After opening at 14.2106 to the dollar from a previous close of R14.2117 the domestic currency went on to trade within a range of R14.1381 to R14.3029, before softening to a 3:30pm bid of 14.267 a dollar.
Investec economist Kamilla Kaplan said the local manufacturing sector would be in focus this week with the release of the manufacturing production update for November and the manufacturing purchasing managers’ index (PMI) survey for December.
Kaplan said manufacturing production was forecast to have decreased by 1.3 percent year on year in November compared with a 0.8 percent year-on-year decline in October. “The PMI gauge is forecast to have moderated to 46.0 in December from 47.7 previously, amid another bout of electricity load-shedding in December. Manufacturing sector activity is likely to be curtailed by tepid global trade momentum.
“On the domestic front, the electricity infrastructure remains weak in view of the high level of unplanned breakdowns during December and consequently deferred planned maintenance. Should load-shedding be reinstated in the new year, depending on its extent and severity, manufacturing production would be negatively affected,” said Kaplan.
While the total vehicle sales data for December could impact the rand, external factors in the form of US-China trade and developments around the US and Iran would influence South Africa’s currency, according to FXTM analysts. With regard to the technical picture, the USD/ZAR looks set to test R14.10 in the near term if the rand continues to appreciate.
Neil Wilson, chief market analyst at Markets.com said markets could be absurdly quick to discount risk and recover from geopolitical spasms, particularly those in the Middle East. US stocks recovered to finish higher on Monday, bouncing back from their worst day in a month on Friday and despite weakness in Europe.
“Yesterday I’d questioned how long the risk-off moves would last as, particularly as it entails fighting the Fed, but the move back into positive territory was even swifter than could be expected.

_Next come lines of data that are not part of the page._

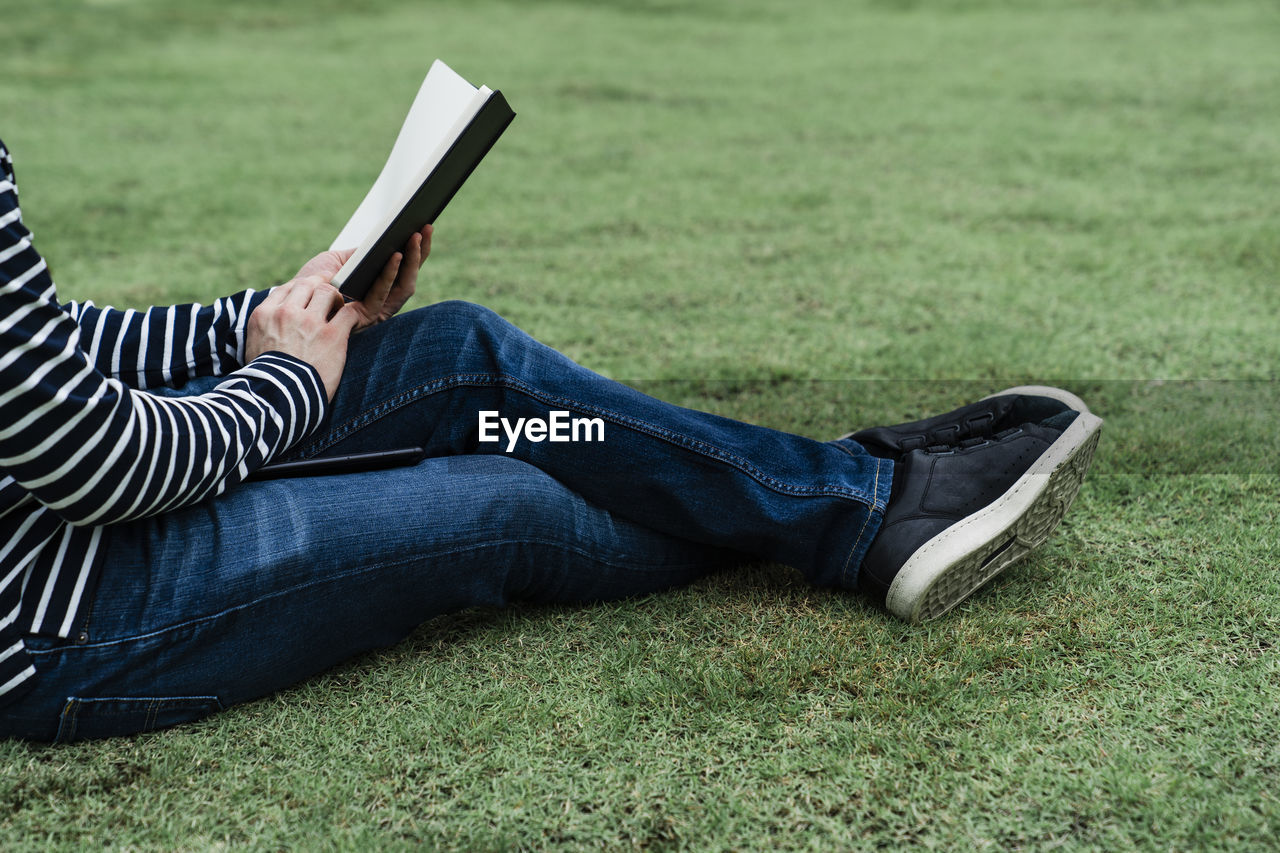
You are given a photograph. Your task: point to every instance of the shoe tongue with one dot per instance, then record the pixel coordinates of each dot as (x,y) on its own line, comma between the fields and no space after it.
(1061,420)
(1032,409)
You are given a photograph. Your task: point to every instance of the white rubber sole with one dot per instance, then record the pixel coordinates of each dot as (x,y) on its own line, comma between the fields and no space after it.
(950,566)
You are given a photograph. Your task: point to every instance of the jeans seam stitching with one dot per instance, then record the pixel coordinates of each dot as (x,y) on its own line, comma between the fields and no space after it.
(489,381)
(201,620)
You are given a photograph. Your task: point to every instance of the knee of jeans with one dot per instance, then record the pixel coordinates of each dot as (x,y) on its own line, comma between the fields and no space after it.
(524,502)
(460,315)
(455,329)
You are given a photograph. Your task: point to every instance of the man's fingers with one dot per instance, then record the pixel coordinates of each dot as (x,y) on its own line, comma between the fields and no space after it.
(426,241)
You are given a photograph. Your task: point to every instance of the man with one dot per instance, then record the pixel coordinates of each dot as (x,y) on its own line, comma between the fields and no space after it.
(144,582)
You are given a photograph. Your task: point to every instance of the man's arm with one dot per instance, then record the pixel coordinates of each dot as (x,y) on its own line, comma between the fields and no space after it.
(94,450)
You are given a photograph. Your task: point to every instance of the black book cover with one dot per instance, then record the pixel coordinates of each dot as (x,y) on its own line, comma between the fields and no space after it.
(434,194)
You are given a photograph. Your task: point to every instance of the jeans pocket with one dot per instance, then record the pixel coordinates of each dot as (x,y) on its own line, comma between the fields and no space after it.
(109,717)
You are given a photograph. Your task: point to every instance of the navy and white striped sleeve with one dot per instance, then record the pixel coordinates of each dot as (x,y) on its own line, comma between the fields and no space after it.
(165,346)
(95,450)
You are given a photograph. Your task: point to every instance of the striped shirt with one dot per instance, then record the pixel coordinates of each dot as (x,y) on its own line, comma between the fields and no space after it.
(83,445)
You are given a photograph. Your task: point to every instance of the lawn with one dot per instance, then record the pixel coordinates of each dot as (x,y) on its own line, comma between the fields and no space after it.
(814,215)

“The lack of any direct response so far from Iran has becalmed markets. I would stick to the view that that the regime is afraid of major open conflict and will seek to avoid it whilst still ‘responding’ in some way. The US seems more ready for the fight but cannot be seen to be the aggressor,” said Wilson.
Bianca Botes, treasury partner at Peregrine Treasury Solutions, said the mood in the currency market remained cautious as Middle East tensions weighed on risk appetite.
“Positive data from the EU on Monday saw the euro gain some ground against the dollar, with the rand tracking the euro stronger. The domestic unit has also been lent support by a gold price which reached its highest levels since 2013,” said Botes.
Andre Botha, senior dealer at TreasuryONE, attributed the recovery in the markets to the absence of any immediate escalation of tensions between the US and Iran.
“Both the euro and pound are holding on to Monday’s gains against the dollar and the rand was firmer this morning in line with other emerging market currencies as markets wait to see how the geopolitical situation in the Middle East pans out,” said Botha.
Oil and Gold have slipped from their highs while stock markets and riskier currencies have firmed overnight.
Oil prices fell more than 1 percent on Tuesday as investors reconsidered the likelihood of Middle East supply disruptions amid the US-Iran faceoff.
WTI Crude and Brent have both gained over 3 percent year-to-date as the US-Iran tensions sparked fears over negative supply shocks in the markets. Given how the Middle East is home to major oil-producing countries, the threat of supply disruptions has offered a boost to oil in the near term, according to FXTM analysts.
However, geopolitical tensions may not be enough to keep oil prices elevated in the medium to longer term. Continued oil upside faces multiple obstacles in the form of rising US Shale production and weak oil demand growth in the face of renewed US-China trade tensions.
Gold pared some of its gains after hitting a six-year high on Monday, although it’s finding support at the $1 560 psychological level for the time being.
The analysts, however, noted that tensions in the Middle East were likely to stimulate risk aversion, consequently boosting investor’s appetite for Gold.